Alors se réveillèrent les Somozistes et leurs gardes, ceux que là-bas on nomme las bestias, los perros, c’est-à-dire, les bêtes, les chiens. Ils furent fortement aidés à coups de dollars. Des pays-frères et voisins les abritèrent, les entraînèrent, les équipèrent. On institutionnalisa la contre-révolution. Et voilà les contras une race nouvelle de carnassiers de la terreur.

Puis parfois, de temps en temps, l’on constata une accalmie. L’on espéra qu’elle s’éterniserait. Mais le feu continua de couver, puis se déchaîna de nouveau.

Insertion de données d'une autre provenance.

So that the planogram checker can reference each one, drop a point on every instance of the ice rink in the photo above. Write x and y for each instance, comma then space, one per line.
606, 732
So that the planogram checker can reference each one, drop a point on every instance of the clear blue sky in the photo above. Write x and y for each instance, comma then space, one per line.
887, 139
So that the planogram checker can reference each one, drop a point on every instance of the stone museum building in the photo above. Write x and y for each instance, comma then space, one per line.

Vivre libre, espérer seulement un avenir meilleur, ce n’est pas facile quand on est Nicaraguayen. C’est pourquoi le peuple burkinabé chante avec vous ce poème, qui est né, non de son inspiration poétique mais de son engagement révolutionnaire à dire ce qu’il pense :

« Les impérialistes rôdent.

Des profondeurs de la terre embrasée,

Montent les clameurs d’un peuple décidé.

Car chaque jour est un jour de lutte.

De combats qui annoncent pour l’ennemi sa chute.

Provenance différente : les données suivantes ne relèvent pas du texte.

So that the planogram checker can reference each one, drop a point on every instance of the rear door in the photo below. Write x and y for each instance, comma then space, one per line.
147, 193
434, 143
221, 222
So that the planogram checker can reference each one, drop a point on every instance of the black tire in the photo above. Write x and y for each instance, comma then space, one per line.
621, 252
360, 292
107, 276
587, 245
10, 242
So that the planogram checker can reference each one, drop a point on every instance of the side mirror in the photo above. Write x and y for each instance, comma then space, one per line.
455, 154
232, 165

Mais qu’il est lourd le prix à payer !

Que de flots de sang, il faut chaque jour verser !

Des mères ont pleuré leurs enfants morts au front.

Des enfants ont enterré leur père à tâtons.

Dans cette obscurité des contras (contre-révolutionnaires), des bébés ont perdu leur biberon.

Ils ont empoigné la Kalachnikov à la place et se sont retrouvés garçons.

Les voiles blancs des mariées ont été tachés de sang’. Des prêtres patriotes y ont vu un signe des temps. Qu’il est difficile de vivre libre et être nicaraguayen ! Comme il est doux de mourir pour ses frères humains.

Nicaragua vaincra ! Déjà le peuple sait lire. Il écrit et se soigne, cultive ses champs et redécouvre le sourire.

La révolution triomphera ! Pour les contras : no pasardn !

Votre terre, notre terre, connaîtra grâce à notre génie la vraie manne.

À côté du Nicaragua il y aura le Burkina.

Car la révolution est invincible et le peuple régnera. Alors des profondeurs de la terre suave et embaumée Monteront les clameurs fraternelles de la symphonie achevée ».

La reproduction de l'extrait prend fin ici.